The four-year austerity plan published by the Irish government on Wednesday have drawn mixed reactions.
The Irish government unveiled its four-year budget plan on Wednesday and was committed to cutting its deficit by 6 billion euros (about 8 billion U.S. dollars) in 2011 and 15 billion euros by 2014 to keep its deficit below 3 percent of gross domestic product (GDP).
Dublin promised to cut social welfare expenditures, reduce minimum wage and increase valued-added tax from 21 percent to 22 percent in its austerity plan.
Economist and strategist for BNP Paribas in London Shahin Vallee said: "There are a great deal of details but nothing fundamentally new."
Vallee said that there were no additional measures to deal with the current crisis and the corporate tax was not included in the plan.
There have been suggestions that Ireland should raise its low corporation tax of 12.5 percent to increase revenue. Some EU countries have reportedly held grievance against Ireland, accusing it of unfair competition. The relatively low corporate tax has attracted substantial foreign investment in the country and boosted its economic growth. Ireland as a result dismissed the idea of raising it.
European Commissioner for Economic and Monetary Affairs Olli Rehn said recently that Ireland will cease to be a low-tax country but whether to raise the corporate tax is up to the Irish government.
However, Hosuk Lee-Makiyama, co-Director of the European Centre for International Political Economy (ECIPE) said this is not a good moment to increase the tax.
"The criticized strategy to extending the wage taxes (for the workers) rather than raising the rebated corporate taxes may seem unjust, but it is the only way open for Ireland at the moment: it is impossible to save your way through the crisis, and given lack of monetary instruments, keeping the low corporate taxes may be the only "stimulus" they got left," Lee-Makiyama said.

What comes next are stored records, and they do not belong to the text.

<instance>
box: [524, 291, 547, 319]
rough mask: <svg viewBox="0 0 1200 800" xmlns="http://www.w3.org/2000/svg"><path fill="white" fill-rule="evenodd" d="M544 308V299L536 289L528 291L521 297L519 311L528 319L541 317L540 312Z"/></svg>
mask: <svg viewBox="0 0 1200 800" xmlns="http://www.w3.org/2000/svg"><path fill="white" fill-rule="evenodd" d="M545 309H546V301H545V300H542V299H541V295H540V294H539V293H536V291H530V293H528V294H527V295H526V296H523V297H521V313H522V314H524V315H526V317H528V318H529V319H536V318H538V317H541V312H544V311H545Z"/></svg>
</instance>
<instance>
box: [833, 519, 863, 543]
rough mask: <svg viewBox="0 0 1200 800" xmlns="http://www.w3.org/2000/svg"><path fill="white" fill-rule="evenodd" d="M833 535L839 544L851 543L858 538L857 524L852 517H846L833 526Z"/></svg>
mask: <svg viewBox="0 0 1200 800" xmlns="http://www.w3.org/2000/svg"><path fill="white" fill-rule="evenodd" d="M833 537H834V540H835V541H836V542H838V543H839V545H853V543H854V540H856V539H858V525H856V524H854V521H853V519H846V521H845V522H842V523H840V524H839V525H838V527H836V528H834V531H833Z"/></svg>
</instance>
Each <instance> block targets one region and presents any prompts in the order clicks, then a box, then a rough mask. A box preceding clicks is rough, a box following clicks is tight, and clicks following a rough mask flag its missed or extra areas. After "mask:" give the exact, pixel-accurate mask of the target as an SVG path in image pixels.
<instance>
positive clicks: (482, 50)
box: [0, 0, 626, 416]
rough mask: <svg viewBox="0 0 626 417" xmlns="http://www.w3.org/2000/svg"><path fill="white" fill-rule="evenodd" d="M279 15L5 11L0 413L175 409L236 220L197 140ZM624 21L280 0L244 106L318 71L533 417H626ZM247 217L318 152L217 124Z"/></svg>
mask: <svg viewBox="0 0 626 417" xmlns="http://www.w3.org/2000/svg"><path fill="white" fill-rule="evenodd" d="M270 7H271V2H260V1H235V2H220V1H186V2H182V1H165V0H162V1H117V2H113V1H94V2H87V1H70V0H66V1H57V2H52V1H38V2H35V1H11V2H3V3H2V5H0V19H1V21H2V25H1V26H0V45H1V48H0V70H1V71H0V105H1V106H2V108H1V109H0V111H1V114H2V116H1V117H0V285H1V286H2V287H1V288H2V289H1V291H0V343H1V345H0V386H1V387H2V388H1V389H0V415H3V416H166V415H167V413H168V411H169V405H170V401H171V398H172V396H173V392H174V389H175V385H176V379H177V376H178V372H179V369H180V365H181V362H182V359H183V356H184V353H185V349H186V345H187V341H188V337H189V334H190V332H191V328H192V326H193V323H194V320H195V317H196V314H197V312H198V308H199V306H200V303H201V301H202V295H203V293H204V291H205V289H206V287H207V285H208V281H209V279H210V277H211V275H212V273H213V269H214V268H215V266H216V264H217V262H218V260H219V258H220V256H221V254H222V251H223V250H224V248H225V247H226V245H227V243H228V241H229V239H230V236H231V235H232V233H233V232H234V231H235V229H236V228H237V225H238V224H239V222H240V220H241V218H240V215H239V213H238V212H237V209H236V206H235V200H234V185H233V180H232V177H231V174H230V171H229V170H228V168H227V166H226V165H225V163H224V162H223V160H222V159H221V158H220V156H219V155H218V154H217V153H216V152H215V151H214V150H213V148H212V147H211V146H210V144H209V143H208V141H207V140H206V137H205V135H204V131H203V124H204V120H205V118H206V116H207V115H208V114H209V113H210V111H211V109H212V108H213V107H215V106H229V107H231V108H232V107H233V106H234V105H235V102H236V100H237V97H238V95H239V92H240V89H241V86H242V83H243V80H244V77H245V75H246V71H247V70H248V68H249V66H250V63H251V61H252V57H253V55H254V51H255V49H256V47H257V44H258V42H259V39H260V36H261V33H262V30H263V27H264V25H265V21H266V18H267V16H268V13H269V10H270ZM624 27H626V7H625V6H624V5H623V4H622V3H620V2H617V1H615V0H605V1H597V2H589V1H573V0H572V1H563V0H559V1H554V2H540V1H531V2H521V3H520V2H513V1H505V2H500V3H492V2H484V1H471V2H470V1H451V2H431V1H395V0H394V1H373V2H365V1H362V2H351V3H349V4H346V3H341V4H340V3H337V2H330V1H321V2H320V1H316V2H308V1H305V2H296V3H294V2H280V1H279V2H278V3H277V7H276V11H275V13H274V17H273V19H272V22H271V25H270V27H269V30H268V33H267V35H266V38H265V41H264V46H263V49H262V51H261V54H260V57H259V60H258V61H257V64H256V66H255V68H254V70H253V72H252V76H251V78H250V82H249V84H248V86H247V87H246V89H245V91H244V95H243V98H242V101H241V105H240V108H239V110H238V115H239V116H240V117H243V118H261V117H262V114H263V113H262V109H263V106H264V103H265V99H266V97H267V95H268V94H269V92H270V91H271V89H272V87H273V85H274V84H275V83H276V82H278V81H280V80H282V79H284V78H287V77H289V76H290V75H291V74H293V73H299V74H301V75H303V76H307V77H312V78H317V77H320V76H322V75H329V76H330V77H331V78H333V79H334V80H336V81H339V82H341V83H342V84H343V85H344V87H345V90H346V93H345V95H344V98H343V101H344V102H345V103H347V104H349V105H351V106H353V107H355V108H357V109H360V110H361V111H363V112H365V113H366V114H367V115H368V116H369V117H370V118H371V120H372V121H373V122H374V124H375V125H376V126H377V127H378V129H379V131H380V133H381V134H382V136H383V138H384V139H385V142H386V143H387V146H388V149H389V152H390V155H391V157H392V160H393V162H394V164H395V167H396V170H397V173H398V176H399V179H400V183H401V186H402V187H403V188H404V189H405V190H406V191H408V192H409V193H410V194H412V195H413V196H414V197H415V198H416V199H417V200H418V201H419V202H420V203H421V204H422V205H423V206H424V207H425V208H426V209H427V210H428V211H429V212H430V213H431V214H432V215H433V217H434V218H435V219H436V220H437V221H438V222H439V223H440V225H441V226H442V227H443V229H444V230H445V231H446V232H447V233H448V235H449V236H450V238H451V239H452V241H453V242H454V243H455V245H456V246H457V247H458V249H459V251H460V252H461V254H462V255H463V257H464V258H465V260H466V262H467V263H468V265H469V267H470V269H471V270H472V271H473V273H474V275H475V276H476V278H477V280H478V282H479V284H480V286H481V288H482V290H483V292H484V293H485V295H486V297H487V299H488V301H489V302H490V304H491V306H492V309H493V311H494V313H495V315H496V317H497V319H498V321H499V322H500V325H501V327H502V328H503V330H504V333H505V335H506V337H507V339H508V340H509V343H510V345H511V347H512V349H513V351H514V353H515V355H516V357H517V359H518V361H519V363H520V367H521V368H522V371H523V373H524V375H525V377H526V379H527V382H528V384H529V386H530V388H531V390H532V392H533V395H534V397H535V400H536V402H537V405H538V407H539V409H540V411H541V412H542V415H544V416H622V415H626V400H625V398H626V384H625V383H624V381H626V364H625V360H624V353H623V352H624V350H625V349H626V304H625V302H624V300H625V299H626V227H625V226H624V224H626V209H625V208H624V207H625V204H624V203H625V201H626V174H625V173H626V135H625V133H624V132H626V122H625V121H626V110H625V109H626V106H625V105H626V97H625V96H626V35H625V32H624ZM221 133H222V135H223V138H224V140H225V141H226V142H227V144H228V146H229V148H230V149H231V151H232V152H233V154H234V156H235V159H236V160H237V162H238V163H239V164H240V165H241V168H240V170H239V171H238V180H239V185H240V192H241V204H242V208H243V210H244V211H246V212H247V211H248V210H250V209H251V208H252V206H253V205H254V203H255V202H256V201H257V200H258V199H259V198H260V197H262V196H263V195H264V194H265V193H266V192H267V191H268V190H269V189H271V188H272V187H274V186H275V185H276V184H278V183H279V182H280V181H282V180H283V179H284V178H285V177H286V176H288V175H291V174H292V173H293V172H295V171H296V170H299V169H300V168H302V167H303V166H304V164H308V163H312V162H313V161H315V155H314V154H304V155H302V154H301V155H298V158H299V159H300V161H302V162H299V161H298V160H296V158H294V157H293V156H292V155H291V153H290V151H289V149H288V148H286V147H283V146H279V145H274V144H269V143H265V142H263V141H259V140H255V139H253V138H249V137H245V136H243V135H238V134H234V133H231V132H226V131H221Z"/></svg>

"Or putting it differently, this would be a particularly bad moment for a massive corporate flight out of Ireland," he added.
Meanwhile, the European Union (EU) Wednesday welcomed the austerity plan, saying it is "a sound basis" for the negotiations between Dublin and the EU and the International Monetary Fund (IMF) .
European Commissioner for Economic and Monetary Affairs Olli Rehn said in a statement that the fiscal plan is an important contribution to the stabilization of Irish public finances.
"The plan strikes a good balance of durable expenditure and revenue measures, with due regard to protecting the least well off, " Rehn said. He also hailed the structural reform commitments in the plan, saying "these policies encourage exports and a recovery of domestic demand." A joint mission from the EU and the IMF and the European Central Bank is currently in Dublin, trying to devise an aid package for Ireland. The EU has said that the aid package to Ireland will be based on the four-year austerity plan.